[Clinicopathological features of thyroid-like low-grade nasopharyngeal papillary adenocarcinoma].

Objective: To investigate the clinicopathological features, immunophenotype and gene alterations of thyroid-like low-grade nasopharyngeal papillary adenocarcinoma (TL-LGNPPA). Methods: Fifteen case of TL-LGNPPA diagnosed at Zhejiang Cancer Hospital (5 cases) and the First Affiliated Hospital, Zhejiang University School of Medicine (10 cases) from November 2011 to August 2020 were collected. Clinical and pathological examinations, immunohistochemical staining and next-generation sequencing were performed.
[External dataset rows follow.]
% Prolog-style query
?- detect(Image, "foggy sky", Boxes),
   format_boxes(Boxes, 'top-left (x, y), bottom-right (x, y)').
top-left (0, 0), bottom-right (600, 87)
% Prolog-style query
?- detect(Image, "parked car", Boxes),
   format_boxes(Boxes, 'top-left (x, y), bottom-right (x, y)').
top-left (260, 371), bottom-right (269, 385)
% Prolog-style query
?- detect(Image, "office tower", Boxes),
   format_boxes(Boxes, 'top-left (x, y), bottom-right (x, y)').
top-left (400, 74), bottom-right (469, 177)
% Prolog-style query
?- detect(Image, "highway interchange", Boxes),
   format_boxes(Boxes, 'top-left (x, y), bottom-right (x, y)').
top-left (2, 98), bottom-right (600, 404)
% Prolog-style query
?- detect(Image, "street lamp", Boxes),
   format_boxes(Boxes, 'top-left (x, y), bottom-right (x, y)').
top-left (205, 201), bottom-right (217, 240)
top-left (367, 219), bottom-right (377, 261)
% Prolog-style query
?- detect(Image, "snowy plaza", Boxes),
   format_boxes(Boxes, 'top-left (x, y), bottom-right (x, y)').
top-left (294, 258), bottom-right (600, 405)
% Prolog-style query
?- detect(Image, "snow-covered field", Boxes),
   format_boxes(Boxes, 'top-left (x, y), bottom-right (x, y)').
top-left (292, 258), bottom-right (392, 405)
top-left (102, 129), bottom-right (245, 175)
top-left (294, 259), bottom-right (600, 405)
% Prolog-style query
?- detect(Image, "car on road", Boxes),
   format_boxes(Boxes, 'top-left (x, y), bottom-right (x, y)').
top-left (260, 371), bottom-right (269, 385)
The clinicopathological and molecular characteristics were summarized, and relevant literature was reviewed. Results: Fifteen patients were identified and included. Their median age was 36 years (range, 20-60 years). The male-female ratio was 1.0∶1.1. The most common symptoms were epistaxis and nasal obstruction. The neoplasms were located on the roof of the nasopharynx or the posterior margin of the nasal septum. The pathological features included complex papillary and glandular structures mainly composed of single or pseudostratified cubic and columnar cells, with mild to moderate cytological atypia. In some cases, spindle cell features, nuclear grooves, ground glass nuclei, squamous metaplasia, or scattered psammoma bodies were identified. In addition, nuclear polar reversal cells, hobnail cells and micropapillary structures were found, but have not been reported in previous literature. Immunohistochemistry showed that the tumor cells were diffusely positive for TTF1, CK7, vimentin and CKpan; focally positive for p40, CK5/6 and p16; and negative for Tg, NapsinA, CK20, CDX2, S-100 and PAX8. The Ki-67 positive rates ranged from 1% to 20% and were≤10% in thirteen cases (13/15). EBER in situ hybridization was negative in all cases. DNA sequencing of 6 specimens was performed and all specimens were found harboring gene mutations (EWSR1, SMAD2, ROS1, JAK3, GRIN2A, ERRCC5, STAT3, and TET2), but no hot spot gene alterations were found. No MSI-H and MMR related gene changes were detected. All tumors showed low tumor mutation burden. All 15 patients underwent endoscopic surgery, and only 1 of them underwent radiotherapy postoperatively. All patients were recurrence free and alive at the end of follow-up periods (range: 23 to 129 months). Conclusions: TL-LGNPPA is a rare indolent tumor of the nasopharynx and exhibits a unique morphology and immunophenotype. Endoscopic resection is an effective treatment for TL-LGNPPA with excellent overall prognosis.